Saturday, September 8, 2007

when it rains...

to know it's real...
it has to hurt.

to love someone so much it hurts....
is reality.


distance is my killer. it will be the death of me. i know. i can tell already.

the people i'm around all the time are the ones who i think about....the ones who change me day to day are the one who chain my heart. but as the distance grows....the chains loosen. i don't know if i feel trapped and need to break free or if i just look for the easy way out. either way all i do is end up hurting other people....and me. i don't want it to be like this. i don't want to lose contact with best friends.....i don't want to get detached from boyfriends enough to run to someone else ONLY because they're there. when i need comfort...i guess i need it immediately. when i need someone....anyone.....i run to the person i can get to fastest. all my relationships with my friends and family and everyone has been based around this. i hate it. i want there to be a set limit of love i have for people. i want to love people because of who they are....not because of where they are.

its amazing how much we fight for each others love. its amazing how much loving someone else can hurt.
to want to be the person they need.
to need to be the person they want.
it's soooo hard. to be away and have to listen to your friends talk about having fun without you and not be the person they need to tell things to...kills. it hurts to not share the memories. jealousy.....is the killer of love.....the killer of friendship.

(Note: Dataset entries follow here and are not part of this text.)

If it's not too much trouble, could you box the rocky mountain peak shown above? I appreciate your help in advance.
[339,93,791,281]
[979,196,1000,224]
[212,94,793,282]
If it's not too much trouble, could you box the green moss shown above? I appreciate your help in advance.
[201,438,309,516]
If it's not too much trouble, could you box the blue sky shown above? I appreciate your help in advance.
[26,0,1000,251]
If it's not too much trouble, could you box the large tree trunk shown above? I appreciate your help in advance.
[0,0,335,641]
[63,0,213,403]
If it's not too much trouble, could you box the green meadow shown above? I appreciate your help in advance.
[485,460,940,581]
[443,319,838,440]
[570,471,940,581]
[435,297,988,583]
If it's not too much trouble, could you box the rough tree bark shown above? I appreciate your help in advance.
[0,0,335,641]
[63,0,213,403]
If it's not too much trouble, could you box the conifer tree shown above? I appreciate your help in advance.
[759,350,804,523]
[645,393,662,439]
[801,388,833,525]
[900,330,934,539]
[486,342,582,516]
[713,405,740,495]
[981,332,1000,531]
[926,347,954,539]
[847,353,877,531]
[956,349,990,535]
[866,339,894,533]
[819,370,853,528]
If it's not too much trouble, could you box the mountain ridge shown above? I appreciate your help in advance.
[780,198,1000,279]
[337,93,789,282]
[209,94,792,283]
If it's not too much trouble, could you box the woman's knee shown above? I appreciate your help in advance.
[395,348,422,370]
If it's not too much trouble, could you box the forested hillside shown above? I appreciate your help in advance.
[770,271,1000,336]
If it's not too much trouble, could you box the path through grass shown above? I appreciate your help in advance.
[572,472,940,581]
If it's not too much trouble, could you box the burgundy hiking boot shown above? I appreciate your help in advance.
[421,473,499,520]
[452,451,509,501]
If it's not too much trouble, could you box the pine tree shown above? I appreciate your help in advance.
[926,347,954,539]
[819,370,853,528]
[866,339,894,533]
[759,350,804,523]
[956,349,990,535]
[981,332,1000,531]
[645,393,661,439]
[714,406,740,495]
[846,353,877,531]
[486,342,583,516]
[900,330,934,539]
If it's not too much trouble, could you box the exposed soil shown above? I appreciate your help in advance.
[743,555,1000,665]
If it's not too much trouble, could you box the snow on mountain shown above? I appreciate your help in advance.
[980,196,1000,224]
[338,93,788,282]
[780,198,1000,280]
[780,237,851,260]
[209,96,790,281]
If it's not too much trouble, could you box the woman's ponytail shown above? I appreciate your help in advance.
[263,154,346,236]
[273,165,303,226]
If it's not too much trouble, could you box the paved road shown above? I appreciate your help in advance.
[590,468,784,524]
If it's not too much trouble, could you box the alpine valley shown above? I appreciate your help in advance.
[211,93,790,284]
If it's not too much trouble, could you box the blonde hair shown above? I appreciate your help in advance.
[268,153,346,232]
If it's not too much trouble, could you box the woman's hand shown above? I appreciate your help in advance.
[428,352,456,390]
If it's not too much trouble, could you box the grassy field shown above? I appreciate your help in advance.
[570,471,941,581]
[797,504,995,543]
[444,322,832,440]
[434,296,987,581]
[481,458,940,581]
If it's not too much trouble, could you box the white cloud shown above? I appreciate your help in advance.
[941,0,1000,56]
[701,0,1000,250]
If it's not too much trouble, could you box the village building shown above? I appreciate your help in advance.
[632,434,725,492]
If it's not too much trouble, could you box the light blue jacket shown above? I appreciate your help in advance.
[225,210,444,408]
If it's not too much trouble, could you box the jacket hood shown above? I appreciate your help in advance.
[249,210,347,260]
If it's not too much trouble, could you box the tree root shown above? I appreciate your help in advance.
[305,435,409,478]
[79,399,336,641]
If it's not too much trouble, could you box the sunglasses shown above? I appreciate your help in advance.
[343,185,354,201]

i am jealous of every other person
who has ever made you laugh.
who has ever made you cry.
who has ever share a secret with you.
who has ever know anything about you that i didn't.
who has ever made you change.
who has ever meant anything to you.

i am a killer

in a way we're all like this with every person we meet. we need to mean everything.....

there is one girl i know who can do this....shes managed to make every person she's ever met think that to her they were the world. she has destroyed more hearts than she'll ever know. but she has shown me the key....to go into relationships knowing that at some point you'll only 2nd best. if you go in thinking this....you wont ever get hurt.

if you ever love someone and don't feel jealous then you don't really love that person.
we all must be killers
to really love we must destroy at the same time.